A primeira picape derivada do Uno chegou em 1988, chamada de Fiorino Pickup e sua versão fechada, batizada de Fiorino Furgão. Mas, em 1994, vieram as alterações técnicas e mecânicas que fizeram da família de trabalho Fiorino se transformar nas picapinhas que são sucesso até hoje em nosso mercado: foi aumentada a distância entre-eixos e, sucessivamente, o volume da caçamba e a suspensão traseira passou a ser feita através de eixo-rígido com feixes de molas longitudinais. Além de poder transportar mais carga, a nova suspensão reduziu sobremaneira o período e o custo de manutenção, fatores muito desejados para veículos de trabalho.
A Trekking que avaliamos na pista de testes da Fiat é de 1996. Era equipada com o motor 1.5 Fiasa de 76 cv, que se destacava pelo bom torque que surgia desde as baixas rotações.

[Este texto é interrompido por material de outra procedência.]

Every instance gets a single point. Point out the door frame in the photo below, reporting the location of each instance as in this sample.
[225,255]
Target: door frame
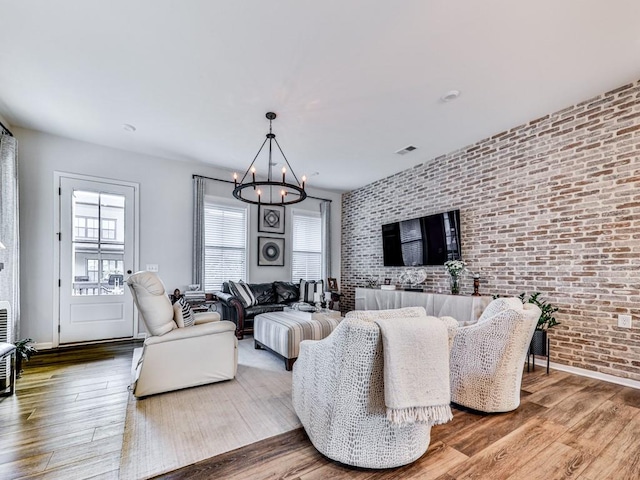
[57,176]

Essa versão se sobressaía na família das picapes pelas suspensões mais elevadas, o que permitia seu tráfego mais fácil por estradas esburacadas e sem pavimento. Além disso, essa picapinha possuía um acabamento mais refinado e era destinada a um público jovem, que poderia curtir aventuras nos finais de semana. As faixas laterais davam um ar descolado.
Tempra Ouro 16V
Quando o Tempra chegou ao mercado brasileiro, em 1991, trouxe inovações até então inéditas para carros de seu porte. Uma das importantes novidades eram as suspensões completamente independentes nas quatro rodas. Um avanço que permitia uma dinâmica do carro não vista em seus concorrentes. O mercado de importados estava se abrindo nessa época, e o conceito das suspensões independentes chegavam com os últimos modelos importados, bem mais caros que o Tempra.
O primeiro sedan médio da Fiat era vendido também no mercado europeu. Tinha um bom espaço interno e um refinamento construtivo que colocava o Tempra como um luxuoso. Destaque para seu enorme e elogiável porta-malas, que tinha a estupenda capacidade de 552 litros, segundo constava nas especificações do próprio manual do veículo. O motor de 2 litros e quatro cilindros, chegou ao mercado com a configuração de quatro válvulas por cilindro, totalizando 16 válvulas, ou 16V, como ficou mais conhecido, com absoluto ineditismo em 1994. Até então, os motores 16V eram restritos apenas aos carros importados.
O Tempra Ouro 16V do acervo tem pouco mais de 28 mil quilômetros rodados e foi fabricado no ano de 1995. Trata-se de um exemplar na rara configuração completa, que tinha até mesmo a sofisticação dos bancos dianteiros eletricamente ajustáveis, além da forração em couro e ar-condicionado digital. Seu motor 2.0 16V desenvolve 127c v e um torque máximo de 18,4mkgf. Até hoje, o valente Tempra Ouro 16V que não deve nada aos carros atuais de seu porte. As suspensões são firmes e o Tempra ainda roda macio e silencioso como em 1995. Outra peça muito interessante do raro acervo da Fiat.
Uno 1.5 R
Quando a Fiat trouxe o Uno para ser produzido no Brasil, trouxe com esse projeto muitas variações, que iam desde veículos comerciais, como as picapes, até versões esportivas, que serviriam até mesmo para competições. Nessa linha, a Fiat lançou em 1987 o Uno 1.5 R, uma versão esportiva do versátil carrinho, que tinha no desempenho o seu ponto alto. Mas, o pessoal do design não decepcionou àqueles que queriam uma aparência mais agressiva, descolada e jovem do Uno esporte.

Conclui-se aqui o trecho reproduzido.